By: Alina Luchian and Dr. Istvan Petak, Founder and CSO – Genomate
Precision oncology has long promised to revolutionize cancer treatment by tailoring therapies to each tumor’s unique genetic profile. Yet more than a decade into this approach, results have been mixed. While some patients have seen dramatic benefits from targeted drugs, overall cancer mortality hasn’t shifted as much as hoped.
A growing number of studies now point to systemic challenges that are holding back progress: inconsistent expert recommendations, overly simplistic treatment models, low rates of actionable findings, and rising costs. To truly deliver on the promise of precision oncology, we need smarter, more scalable tools. Computational reasoning platforms could be the answer.
1. Inconsistent Recommendations and a Crisis of Confidence
Molecular Tumor Boards (MTBs) were designed to help doctors make informed decisions about complex genomic cases. But studies show that their conclusions can vary widely. In one multicenter study in Japan, doctors at different MTBs gave different treatment recommendations for the same patients. Overall agreement was around 62%, and dropped to as low as 18–30% when the genetic findings were less well understood. This kind of variability can shake patient confidence. If two top cancer centers suggest different treatments for the same person, how reliable is our current system?
Computational reasoning platforms aim to fix this. Instead of relying on subjective opinion, they use structured, logic-based systems to evaluate each case. These platforms apply consistent rules and incorporate the latest evidence, helping ensure that every patient gets a fair and objective treatment review.
2. “One Mutation, One Drug” Is No Longer Enough
Early success in precision oncology came from matching a single gene mutation to a specific drug. But most tumors aren’t that simple. In fact, many cancers are driven by multiple genetic alterations; studies suggest an average of four to five in solid tumors. The I-PREDICT trial showed that patients who received treatments addressing more than one driver mutation had better outcomes than those matched to just one.
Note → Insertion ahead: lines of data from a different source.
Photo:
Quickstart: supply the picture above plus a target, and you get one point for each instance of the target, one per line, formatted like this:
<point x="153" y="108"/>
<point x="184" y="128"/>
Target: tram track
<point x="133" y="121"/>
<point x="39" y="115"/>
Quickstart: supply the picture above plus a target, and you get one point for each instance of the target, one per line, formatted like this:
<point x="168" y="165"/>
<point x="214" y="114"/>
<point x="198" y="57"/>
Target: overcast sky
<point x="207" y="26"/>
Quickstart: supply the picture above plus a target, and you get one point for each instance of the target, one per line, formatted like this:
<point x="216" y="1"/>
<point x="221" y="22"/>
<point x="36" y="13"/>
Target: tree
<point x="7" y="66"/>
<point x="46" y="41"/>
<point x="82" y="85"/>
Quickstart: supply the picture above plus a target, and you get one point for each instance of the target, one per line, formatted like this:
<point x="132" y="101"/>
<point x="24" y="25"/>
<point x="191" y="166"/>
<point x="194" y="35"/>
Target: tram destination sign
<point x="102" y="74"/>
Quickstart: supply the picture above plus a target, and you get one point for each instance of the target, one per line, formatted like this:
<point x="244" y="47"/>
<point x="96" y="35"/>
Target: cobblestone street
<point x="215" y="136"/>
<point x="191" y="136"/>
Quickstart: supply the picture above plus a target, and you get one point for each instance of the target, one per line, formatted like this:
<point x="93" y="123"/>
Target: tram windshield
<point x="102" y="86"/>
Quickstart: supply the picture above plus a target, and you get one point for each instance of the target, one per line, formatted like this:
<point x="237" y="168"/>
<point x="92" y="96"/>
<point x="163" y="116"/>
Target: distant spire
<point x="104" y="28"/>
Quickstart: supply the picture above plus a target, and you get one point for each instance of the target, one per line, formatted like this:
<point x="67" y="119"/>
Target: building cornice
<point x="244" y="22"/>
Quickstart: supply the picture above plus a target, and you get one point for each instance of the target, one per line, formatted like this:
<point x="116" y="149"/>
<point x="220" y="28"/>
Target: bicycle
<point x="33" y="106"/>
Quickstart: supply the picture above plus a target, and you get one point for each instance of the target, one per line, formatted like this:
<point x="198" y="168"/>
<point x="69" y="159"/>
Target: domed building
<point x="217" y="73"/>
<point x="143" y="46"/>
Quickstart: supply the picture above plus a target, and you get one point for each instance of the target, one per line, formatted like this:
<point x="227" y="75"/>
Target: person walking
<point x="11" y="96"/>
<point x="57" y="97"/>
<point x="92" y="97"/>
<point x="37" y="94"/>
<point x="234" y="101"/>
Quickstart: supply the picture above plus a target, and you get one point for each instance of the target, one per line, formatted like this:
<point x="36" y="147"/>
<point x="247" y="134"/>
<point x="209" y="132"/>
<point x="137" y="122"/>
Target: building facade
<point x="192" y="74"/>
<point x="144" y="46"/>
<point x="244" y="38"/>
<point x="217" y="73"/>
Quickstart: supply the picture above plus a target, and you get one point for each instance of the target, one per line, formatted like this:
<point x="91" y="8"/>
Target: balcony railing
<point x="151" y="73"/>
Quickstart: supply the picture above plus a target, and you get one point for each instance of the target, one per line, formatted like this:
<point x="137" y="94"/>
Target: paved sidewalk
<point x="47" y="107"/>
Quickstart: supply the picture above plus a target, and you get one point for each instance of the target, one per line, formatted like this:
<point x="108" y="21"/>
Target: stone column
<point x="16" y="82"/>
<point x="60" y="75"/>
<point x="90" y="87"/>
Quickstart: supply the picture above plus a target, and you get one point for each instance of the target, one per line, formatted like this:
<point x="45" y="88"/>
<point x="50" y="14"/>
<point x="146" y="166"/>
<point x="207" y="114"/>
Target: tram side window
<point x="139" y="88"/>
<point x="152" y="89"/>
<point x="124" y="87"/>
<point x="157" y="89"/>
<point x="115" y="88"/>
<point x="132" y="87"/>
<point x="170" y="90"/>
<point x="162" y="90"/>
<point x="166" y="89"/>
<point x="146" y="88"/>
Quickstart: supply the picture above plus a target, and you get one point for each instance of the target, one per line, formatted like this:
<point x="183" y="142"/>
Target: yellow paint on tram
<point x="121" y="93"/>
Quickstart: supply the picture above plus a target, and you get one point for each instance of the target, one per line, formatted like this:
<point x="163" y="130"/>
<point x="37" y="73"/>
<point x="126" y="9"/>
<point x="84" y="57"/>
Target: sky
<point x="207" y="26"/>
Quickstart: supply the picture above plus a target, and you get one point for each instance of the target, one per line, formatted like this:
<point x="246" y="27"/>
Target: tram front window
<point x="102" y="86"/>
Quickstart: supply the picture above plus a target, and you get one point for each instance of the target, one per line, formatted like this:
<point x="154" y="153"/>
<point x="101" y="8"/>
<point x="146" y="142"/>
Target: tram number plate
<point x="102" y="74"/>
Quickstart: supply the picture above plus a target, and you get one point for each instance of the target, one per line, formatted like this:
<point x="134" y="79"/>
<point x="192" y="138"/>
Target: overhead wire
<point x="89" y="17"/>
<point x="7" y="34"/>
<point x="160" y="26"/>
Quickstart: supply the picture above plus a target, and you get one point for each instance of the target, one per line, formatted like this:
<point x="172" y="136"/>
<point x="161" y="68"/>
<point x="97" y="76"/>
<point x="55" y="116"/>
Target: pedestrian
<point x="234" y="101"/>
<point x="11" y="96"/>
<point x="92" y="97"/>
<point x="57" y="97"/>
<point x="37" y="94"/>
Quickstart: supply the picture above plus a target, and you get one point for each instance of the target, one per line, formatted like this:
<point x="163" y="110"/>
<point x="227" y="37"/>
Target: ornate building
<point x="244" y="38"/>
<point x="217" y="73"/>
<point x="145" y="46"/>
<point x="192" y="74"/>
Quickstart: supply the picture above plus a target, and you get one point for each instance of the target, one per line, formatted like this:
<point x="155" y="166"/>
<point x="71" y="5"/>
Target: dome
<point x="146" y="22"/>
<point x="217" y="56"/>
Computational reasoning platforms examine the entire genetic picture. They analyze how different mutations interact and rank treatments accordingly. This leads to a more personalized and potentially more effective care plan.
3. Limited Benefit from Genomic Testing
Many cancer centers now routinely perform broad genomic testing, but the number of patients who actually benefit remains small. In the MOSCATO study, only about 15% of patients responded to targeted treatments. The NCI-MATCH trial reported meaningful results in just 3 of the first 11 treatment arms. This raises a hard question: are we overpromising? Most patients who undergo testing won’t end up receiving a helpful new treatment.
But there is hope. In May 2025, Nature Precision Oncology published a study by Dirner et al., analyzing 111 patients with advanced lung cancer using a computational reasoning model (Digital Drug Assignment, commercially known as Genomate). The findings were significant:
- Patients lived four times longer without disease progression when treated with Genomate’s top-ranked therapies
- 33% 5-year survival rate, using approved, available drugs
- More than 50% of patients received high-quality treatment matches
This is one of the clearest demonstrations to date that computational reasoning can expand therapeutic opportunities and predict clinical benefit.
4. Too Much Data, Not Enough Answers
Modern cancer sequencing uncovers millions of mutations across hundreds of genes. But only a small fraction have well-established links to effective treatments. Current guidelines usually evaluate one biomarker at a time, an approach that can’t keep up with the volume and complexity of today’s data. Doctors often face a difficult choice: act on limited evidence or do nothing.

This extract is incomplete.